One of the Microsoft employees involved in that article, David Lef, Microsoft IT Technology Architect, wrote to virtualization.info giving additional details about the adoption of virtualization inside Microsoft:


I was not the source for all of the information in the Microsoft case study, but I was a significant contributor and presented the associated webcast. Keep in-mind that at MS we deploy very early, often before products are released publicly and everything needed to support them elegantly is available. Some of the decisions early on around clustering were driven by this and by the benefit/drawback decisions that were made at operational levels. It simply did not make sense for us to bring clustering into an environment that did not need it at the time, particularly at the price of additional complexity. System Center Virtual Machine Manager 2008 handles it well and our newer infrastructure is more suited to it, but that was not initially the case. Things change. We are designing it in as an integral part of our Windows Server 2008 R2 infrastructure for Hyper-V. ALL hosts will be clustered and managed by SC VMM from the start.

The VM-to-Host ratio is also very subjective and simply looking at a few excerpts does not tell the true story. Comparing simple numbers in what are probably very different scenarios can also be very misleading. Our 10:1 (or sometimes lower) ratio is a result of the fact that we are putting rather robust and demanding workloads into VMs, as-opposed to the legacy and small workloads that people have traditionally targeted for virtualization. We position Hyper-V VMs directly against our smaller standard physical servers, challenging the people requesting new server instances (or replacing older systems) to justify going with anything other than a VM. That is how we are approaching 40% of our total population (4500+ our of 11K instances) running in VMs and targeting 80% of net-new instances going straight to VMs going forward. Even when we talk about our “lab environment”, this is not purely dev/test. These are really pre-production environments, supporting live data and applications with users that depend on them to get the internal business of Microsoft done. (Source code management, product builds, support, etc.) It also encompasses the “dogfooding” aspect, where we move very large segments of our population through beta release cycles to exercise our products and scenarios before we inflict them on our customers. The comment about how our units are “absolutely monstrous” and “VMware is significantly cheaper” because they get the same number of VMs on a smaller host is easily explained if you realize it is a classic apples-versus-oranges comparison. We are putting 10 VMs on a host, but the VMs are running everything from SQL to enterprise core infrastructure to critical line-of-business tools. Where it was common to have single processor with 512 MB of RAM yesterday, we are now looking at 2-4 processors and four or more GB of RAM for each VM as the norm today. We have to make all of this happen in a way that assures we meet stringent SLAs, can assure performance expectations, and make a very demanding end-user community happy. We don’t want to simply stuff as many VMs onto a host as possible, without regard to the potential cost. We actually don’t want people to know or even care that their app or service is running on a VM. Most don’t, which indicates we are doing pretty well.

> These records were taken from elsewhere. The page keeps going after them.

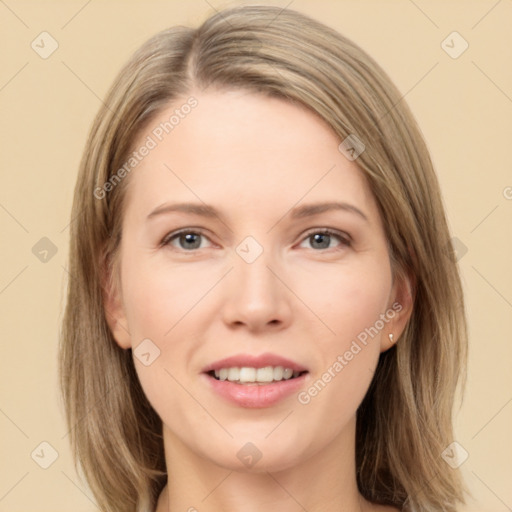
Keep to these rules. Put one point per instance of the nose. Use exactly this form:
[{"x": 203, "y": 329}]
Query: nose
[{"x": 256, "y": 296}]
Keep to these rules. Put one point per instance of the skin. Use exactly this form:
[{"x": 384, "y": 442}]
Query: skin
[{"x": 254, "y": 159}]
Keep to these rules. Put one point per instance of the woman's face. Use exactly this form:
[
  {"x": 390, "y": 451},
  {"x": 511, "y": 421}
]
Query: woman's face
[{"x": 251, "y": 183}]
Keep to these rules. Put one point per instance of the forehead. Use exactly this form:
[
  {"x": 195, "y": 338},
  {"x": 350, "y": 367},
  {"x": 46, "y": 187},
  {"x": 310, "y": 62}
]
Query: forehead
[{"x": 244, "y": 150}]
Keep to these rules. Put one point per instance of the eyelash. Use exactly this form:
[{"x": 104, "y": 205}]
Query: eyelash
[{"x": 344, "y": 239}]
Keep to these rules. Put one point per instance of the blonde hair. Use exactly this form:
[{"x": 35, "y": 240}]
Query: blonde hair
[{"x": 405, "y": 421}]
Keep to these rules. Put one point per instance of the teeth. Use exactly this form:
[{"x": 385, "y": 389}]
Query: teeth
[{"x": 263, "y": 375}]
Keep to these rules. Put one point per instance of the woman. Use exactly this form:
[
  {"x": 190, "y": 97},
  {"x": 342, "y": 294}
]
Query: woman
[{"x": 263, "y": 313}]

Virtualization is not perfect by any means. Microsoft, partner, and even competitor’s products continue to get better. We all continue to refine how we use them, a big part of which is changing business and operational process to really take advantage of the aspects of flexibility, agility, and centralization. We continue to work in a direction where the underlying capabilities of the platform and management tools around it will make it more efficient, but we are already much better off than if we would have been without it. The business recognizes this, which is why virtualization is very high on our list of priorities.

As an established enterprise, we don’t have the luxury of changing things overnight. Directionally, we know we are on the right path. We are evolving things in Microsoft IT toward a better future, just as we hope others are doing and can benefit from very candid views of our experience.